These are the findings of a new report by the Centre for Environmental Rights (CER), a non-profit organisation that helps communities to defend their Constitutional right to a healthy environment.

Zero Hour:  Poor Governance of Mining and the Violation of Environmental Rights in Mpumalanga is an extensive study into poor mining governance and the violation of environmental rights. It draws on evidence spanning more than five years including: research reports; court and pre-litigation cases; parliamentary submissions; parliamentary questions and answers; access to information requests; meetings with the Departments of Mineral Resources (DMR) and Water and Sanitation (DWS); field visits and community meetings; and meetings with mining companies and local government officials.

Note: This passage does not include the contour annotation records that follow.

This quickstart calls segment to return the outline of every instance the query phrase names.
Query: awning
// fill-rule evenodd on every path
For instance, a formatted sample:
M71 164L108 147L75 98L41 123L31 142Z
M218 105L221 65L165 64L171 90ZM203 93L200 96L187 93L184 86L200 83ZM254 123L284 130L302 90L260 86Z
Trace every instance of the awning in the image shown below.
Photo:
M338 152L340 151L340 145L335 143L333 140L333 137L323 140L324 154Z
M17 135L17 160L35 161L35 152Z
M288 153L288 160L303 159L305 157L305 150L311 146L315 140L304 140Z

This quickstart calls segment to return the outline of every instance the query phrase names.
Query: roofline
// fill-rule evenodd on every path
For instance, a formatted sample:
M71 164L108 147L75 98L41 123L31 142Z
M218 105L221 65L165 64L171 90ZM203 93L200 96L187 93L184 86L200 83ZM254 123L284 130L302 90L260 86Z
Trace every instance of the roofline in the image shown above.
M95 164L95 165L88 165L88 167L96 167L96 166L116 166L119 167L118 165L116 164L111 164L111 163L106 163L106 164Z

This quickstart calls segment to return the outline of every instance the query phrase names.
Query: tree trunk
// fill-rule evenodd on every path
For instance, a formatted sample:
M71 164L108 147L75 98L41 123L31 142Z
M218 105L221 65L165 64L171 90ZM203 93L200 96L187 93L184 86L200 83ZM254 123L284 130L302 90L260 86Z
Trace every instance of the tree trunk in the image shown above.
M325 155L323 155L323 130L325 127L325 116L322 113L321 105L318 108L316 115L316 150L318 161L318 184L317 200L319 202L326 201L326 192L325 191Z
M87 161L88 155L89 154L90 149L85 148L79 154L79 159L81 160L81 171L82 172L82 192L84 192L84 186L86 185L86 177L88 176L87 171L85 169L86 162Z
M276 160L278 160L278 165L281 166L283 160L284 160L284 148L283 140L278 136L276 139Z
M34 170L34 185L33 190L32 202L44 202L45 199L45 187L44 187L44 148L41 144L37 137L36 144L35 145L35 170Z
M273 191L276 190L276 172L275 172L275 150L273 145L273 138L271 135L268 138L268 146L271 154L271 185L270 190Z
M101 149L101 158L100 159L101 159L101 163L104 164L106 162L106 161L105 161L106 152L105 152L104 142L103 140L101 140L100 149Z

Catherine Horsfield, the CER’s Mining Programme Head, says: “Prospecting and mining applications for Mpumalanga increased by over 300% between 2005 and 2010. By 2014, 61.3% of the surface area of Mpumalanga fell under prospecting and mining right applications. The majority of these were for coal mining. Civil society and even other government agencies have repeatedly called on the DMR and DWS to comply with the law by refusing licence applications that will cause unacceptable pollution and degradation. Instead, they continue to grant licences with blatant disregard for the consequences for water resources, health, biodiversity, air quality and food security.”

Vuna North Block PitRisks to water security

“Mpumalanga contains large areas which are strategically critical to the country’s water supply. In the past decade, the DMR and DWS have granted rights for mining and water use in the headwaters of Mpumalanga’s most important rivers, in protected areas, and in our “water factories” – 8% of the country that provides more than 50% of our freshwater runoff. In granting mining and water use rights in these areas, the DMR and DWS are risking South Africa’s water security and enabling large-scale pollution of these resources,” Horsfield says.

Risks to food security

The CER’s concerns are not limited to the impact on water resources. Zero Hour shows that mining expansion in Mpumalanga has devastating consequences for agriculture. Horsfield continues: “Mining destroys agriculture as it involves the removal of huge quantities of topsoil. A mere 1.5% of SA’s soils are considered to have high agriculture potential and nearly half (46.6%) of that is found in Mpumalanga. If mining continues at this rate, around 12% of SA’s total high potential arable land will be ruined, with dire consequences for food security.”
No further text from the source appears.